Pantau - Ketua Umum Pimpinan Pusat Muhammadiyah Haedar Nashir mengimbau elite bangsa menjadi teladan dalam menjaga persatuan di tengah perbedaan penetapan Idul Fitri 1447 Hijriah.
Seruan Menahan Diri dan Jaga Persatuan
Imbauan tersebut disampaikan Haedar saat menyampaikan khutbah Shalat Idul Fitri di Universitas Muhammadiyah Yogyakarta pada Jumat.
“Tidak perlu kita mempertajam perbedaan, apalagi mencari pembenaran diri dengan menyalahkan pihak lain. Baik dalam konteks kewargaan maupun pemerintahan, semua pihak harus menahan diri,” ungkap Haedar.
Ia mengajak tokoh agama dan elite bangsa untuk menghindari pernyataan yang dapat memperkeruh suasana di tengah masyarakat.
Menurutnya, Idul Fitri harus dijalani dengan kekhusyukan ibadah serta kejernihan jiwa dan pikiran.
Harapan Kesatuan dan Kalender Islam Global
Haedar menekankan pentingnya menyikapi perbedaan waktu perayaan Idul Fitri secara bijak tanpa memicu konflik sosial.
“Jalani Idul Fitri dengan khusyuk, baik yang merayakan pada 20 maupun 21 Maret, bahkan yang lebih dahulu, agar kita tidak terjebak dalam hasrat perbedaan yang justru meretakkan persatuan,” ujarnya.
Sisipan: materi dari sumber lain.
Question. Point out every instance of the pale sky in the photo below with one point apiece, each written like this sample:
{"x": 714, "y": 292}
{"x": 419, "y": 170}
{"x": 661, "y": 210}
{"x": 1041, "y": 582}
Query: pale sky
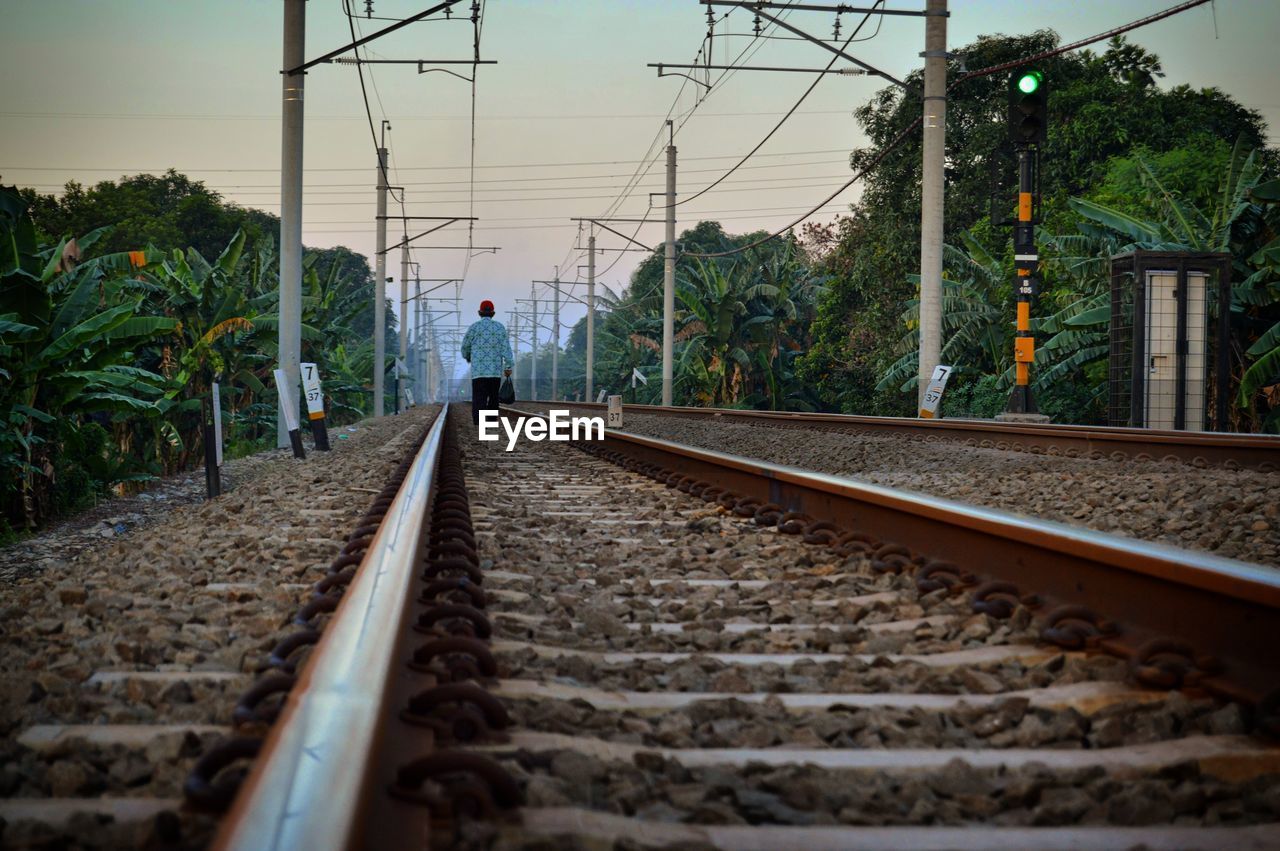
{"x": 100, "y": 88}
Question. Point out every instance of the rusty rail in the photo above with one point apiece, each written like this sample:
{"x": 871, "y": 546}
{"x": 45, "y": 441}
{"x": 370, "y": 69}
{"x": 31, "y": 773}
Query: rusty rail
{"x": 1200, "y": 448}
{"x": 1180, "y": 618}
{"x": 361, "y": 730}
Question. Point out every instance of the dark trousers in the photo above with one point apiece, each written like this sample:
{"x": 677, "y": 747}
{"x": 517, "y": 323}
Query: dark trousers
{"x": 484, "y": 397}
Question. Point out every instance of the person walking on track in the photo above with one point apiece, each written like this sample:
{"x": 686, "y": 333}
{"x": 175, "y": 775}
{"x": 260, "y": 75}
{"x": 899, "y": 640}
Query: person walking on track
{"x": 488, "y": 349}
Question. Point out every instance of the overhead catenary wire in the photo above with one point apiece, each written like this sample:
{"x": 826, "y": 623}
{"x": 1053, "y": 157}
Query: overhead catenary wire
{"x": 411, "y": 168}
{"x": 741, "y": 56}
{"x": 982, "y": 72}
{"x": 817, "y": 79}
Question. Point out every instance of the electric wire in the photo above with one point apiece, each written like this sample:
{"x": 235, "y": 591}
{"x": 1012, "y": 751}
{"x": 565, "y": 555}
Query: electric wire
{"x": 817, "y": 79}
{"x": 755, "y": 42}
{"x": 982, "y": 72}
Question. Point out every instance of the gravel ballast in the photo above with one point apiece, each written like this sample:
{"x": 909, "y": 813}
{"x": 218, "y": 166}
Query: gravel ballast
{"x": 585, "y": 559}
{"x": 188, "y": 600}
{"x": 1228, "y": 512}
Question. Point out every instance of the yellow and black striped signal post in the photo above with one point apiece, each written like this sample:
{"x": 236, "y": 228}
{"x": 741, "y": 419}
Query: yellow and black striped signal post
{"x": 1027, "y": 124}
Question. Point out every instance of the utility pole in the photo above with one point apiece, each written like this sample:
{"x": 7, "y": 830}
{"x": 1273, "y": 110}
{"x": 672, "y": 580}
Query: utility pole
{"x": 380, "y": 280}
{"x": 289, "y": 330}
{"x": 556, "y": 338}
{"x": 668, "y": 274}
{"x": 590, "y": 315}
{"x": 533, "y": 297}
{"x": 420, "y": 373}
{"x": 403, "y": 328}
{"x": 513, "y": 328}
{"x": 932, "y": 190}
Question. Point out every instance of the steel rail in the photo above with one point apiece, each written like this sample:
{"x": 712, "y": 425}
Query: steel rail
{"x": 1253, "y": 451}
{"x": 1223, "y": 613}
{"x": 321, "y": 778}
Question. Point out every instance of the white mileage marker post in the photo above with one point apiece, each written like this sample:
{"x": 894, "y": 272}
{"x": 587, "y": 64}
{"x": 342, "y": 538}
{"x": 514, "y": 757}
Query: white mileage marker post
{"x": 933, "y": 393}
{"x": 315, "y": 405}
{"x": 291, "y": 412}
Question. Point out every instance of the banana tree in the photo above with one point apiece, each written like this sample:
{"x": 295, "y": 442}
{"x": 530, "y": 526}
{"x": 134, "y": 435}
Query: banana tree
{"x": 67, "y": 338}
{"x": 977, "y": 323}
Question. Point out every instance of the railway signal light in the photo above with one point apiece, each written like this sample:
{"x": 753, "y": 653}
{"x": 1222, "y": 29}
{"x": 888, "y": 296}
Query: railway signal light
{"x": 1028, "y": 106}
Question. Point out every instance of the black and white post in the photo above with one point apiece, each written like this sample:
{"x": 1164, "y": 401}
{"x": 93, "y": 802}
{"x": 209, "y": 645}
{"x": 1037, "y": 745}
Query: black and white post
{"x": 314, "y": 396}
{"x": 291, "y": 412}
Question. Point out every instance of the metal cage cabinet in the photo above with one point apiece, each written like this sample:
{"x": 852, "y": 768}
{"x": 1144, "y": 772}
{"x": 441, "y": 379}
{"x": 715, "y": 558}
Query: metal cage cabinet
{"x": 1169, "y": 337}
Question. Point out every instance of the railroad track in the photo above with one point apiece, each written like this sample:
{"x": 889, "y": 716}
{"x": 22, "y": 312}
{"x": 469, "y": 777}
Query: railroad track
{"x": 126, "y": 666}
{"x": 1198, "y": 448}
{"x": 740, "y": 655}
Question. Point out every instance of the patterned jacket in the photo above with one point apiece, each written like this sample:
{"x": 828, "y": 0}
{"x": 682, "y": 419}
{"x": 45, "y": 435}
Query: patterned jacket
{"x": 487, "y": 348}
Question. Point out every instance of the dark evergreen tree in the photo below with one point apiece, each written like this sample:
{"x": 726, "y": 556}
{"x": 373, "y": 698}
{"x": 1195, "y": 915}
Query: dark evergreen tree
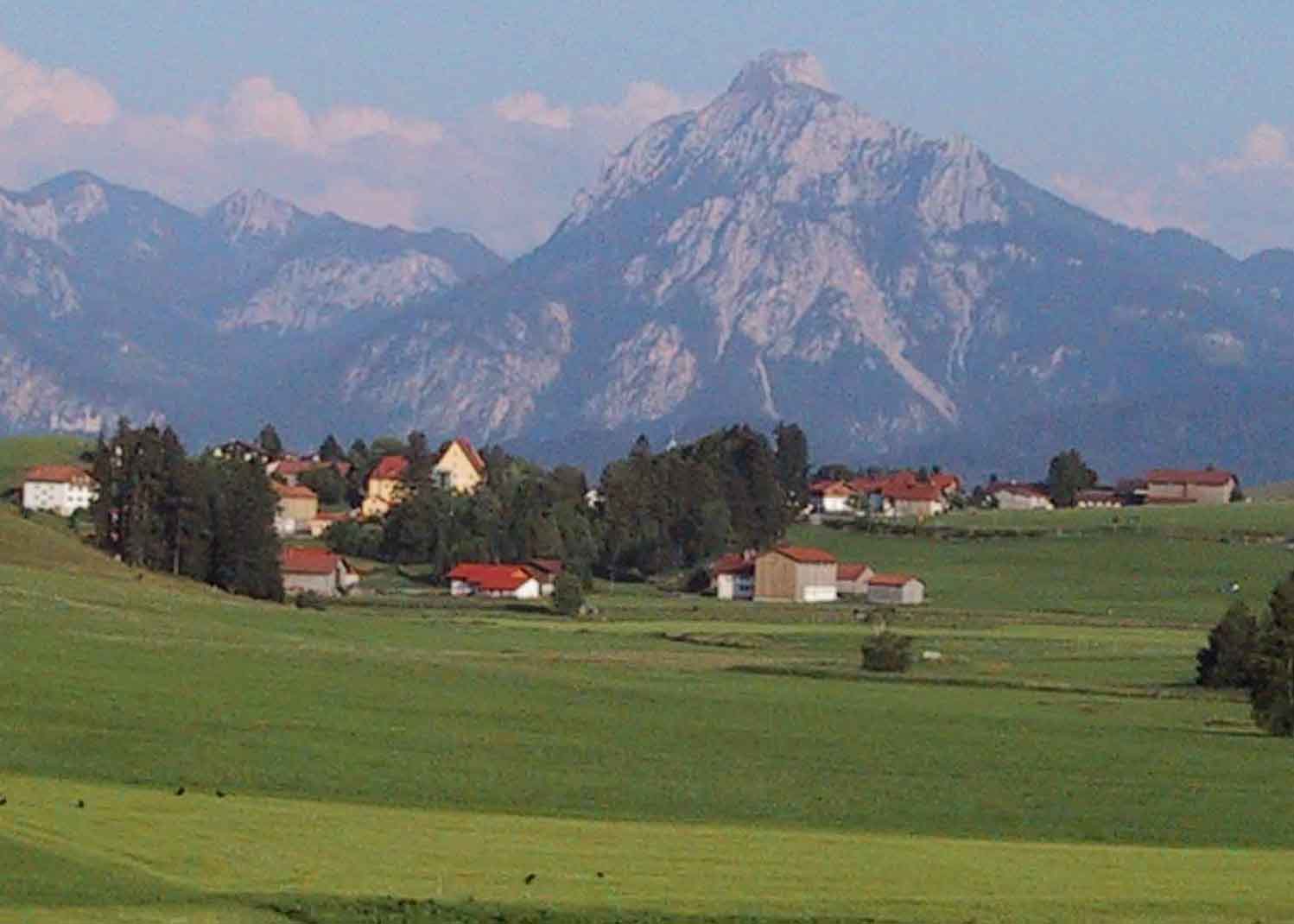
{"x": 270, "y": 443}
{"x": 330, "y": 451}
{"x": 1227, "y": 661}
{"x": 1067, "y": 475}
{"x": 1271, "y": 693}
{"x": 792, "y": 452}
{"x": 330, "y": 487}
{"x": 244, "y": 547}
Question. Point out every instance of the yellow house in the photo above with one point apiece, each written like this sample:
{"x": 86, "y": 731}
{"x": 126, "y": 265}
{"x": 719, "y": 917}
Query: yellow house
{"x": 460, "y": 466}
{"x": 384, "y": 487}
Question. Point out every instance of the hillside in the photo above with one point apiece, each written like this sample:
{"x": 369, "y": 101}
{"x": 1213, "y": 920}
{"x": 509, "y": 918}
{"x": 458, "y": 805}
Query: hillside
{"x": 20, "y": 453}
{"x": 415, "y": 750}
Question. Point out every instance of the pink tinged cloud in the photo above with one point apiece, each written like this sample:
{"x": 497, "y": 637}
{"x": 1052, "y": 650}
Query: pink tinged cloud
{"x": 506, "y": 173}
{"x": 29, "y": 91}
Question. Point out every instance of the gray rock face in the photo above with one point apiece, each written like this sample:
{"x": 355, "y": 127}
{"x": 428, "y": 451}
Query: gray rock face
{"x": 783, "y": 254}
{"x": 113, "y": 301}
{"x": 779, "y": 254}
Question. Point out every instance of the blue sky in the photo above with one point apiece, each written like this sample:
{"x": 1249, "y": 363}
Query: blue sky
{"x": 489, "y": 117}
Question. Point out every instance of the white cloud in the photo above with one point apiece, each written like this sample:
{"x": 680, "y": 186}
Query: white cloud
{"x": 1144, "y": 209}
{"x": 504, "y": 171}
{"x": 1265, "y": 148}
{"x": 535, "y": 109}
{"x": 28, "y": 91}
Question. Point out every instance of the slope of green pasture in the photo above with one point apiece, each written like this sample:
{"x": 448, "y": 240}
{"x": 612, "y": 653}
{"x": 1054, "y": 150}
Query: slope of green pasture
{"x": 1144, "y": 579}
{"x": 162, "y": 682}
{"x": 270, "y": 851}
{"x": 1188, "y": 521}
{"x": 18, "y": 453}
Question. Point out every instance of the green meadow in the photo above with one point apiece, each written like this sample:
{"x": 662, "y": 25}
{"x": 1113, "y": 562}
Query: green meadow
{"x": 675, "y": 757}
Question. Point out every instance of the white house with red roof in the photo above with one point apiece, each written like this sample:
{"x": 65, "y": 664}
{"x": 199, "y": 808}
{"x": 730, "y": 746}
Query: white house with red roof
{"x": 919, "y": 498}
{"x": 733, "y": 576}
{"x": 852, "y": 578}
{"x": 831, "y": 497}
{"x": 59, "y": 488}
{"x": 1189, "y": 485}
{"x": 1016, "y": 496}
{"x": 314, "y": 571}
{"x": 472, "y": 579}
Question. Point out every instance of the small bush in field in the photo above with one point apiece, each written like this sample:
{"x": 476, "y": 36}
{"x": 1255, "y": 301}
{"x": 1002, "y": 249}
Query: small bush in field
{"x": 888, "y": 651}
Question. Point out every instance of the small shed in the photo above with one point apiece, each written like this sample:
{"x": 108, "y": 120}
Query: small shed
{"x": 852, "y": 578}
{"x": 896, "y": 589}
{"x": 316, "y": 571}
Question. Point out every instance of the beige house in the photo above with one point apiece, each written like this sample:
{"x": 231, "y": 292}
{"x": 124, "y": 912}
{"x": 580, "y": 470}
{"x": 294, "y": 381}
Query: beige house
{"x": 296, "y": 508}
{"x": 386, "y": 485}
{"x": 459, "y": 467}
{"x": 316, "y": 571}
{"x": 1189, "y": 485}
{"x": 896, "y": 589}
{"x": 797, "y": 573}
{"x": 852, "y": 578}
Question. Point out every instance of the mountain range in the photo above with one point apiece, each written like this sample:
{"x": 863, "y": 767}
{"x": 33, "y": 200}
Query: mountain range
{"x": 778, "y": 254}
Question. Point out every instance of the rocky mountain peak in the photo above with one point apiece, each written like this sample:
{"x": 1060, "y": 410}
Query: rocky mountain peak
{"x": 254, "y": 212}
{"x": 774, "y": 70}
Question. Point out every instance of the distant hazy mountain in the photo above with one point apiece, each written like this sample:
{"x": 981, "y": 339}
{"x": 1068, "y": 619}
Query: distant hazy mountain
{"x": 114, "y": 301}
{"x": 782, "y": 254}
{"x": 779, "y": 254}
Ia juga menyampaikan optimisme bahwa masyarakat Indonesia memiliki kedewasaan dalam menyikapi perbedaan tersebut.
Selain itu, Haedar berharap ke depan dunia Islam dapat memiliki kalender global tunggal untuk meminimalisasi perbedaan penetapan hari besar keagamaan.
“Ke depan, insyaallah perbedaan itu dapat diminimalisasi, jika ada keterbukaan hati dan pikiran, serta didasarkan pada ilmu pengetahuan yang tinggi,” ucapnya.
Haedar menegaskan bahwa elite bangsa harus menjadi teladan dalam menciptakan persatuan, toleransi, dan kemajuan di tengah berbagai tantangan yang dihadapi bangsa.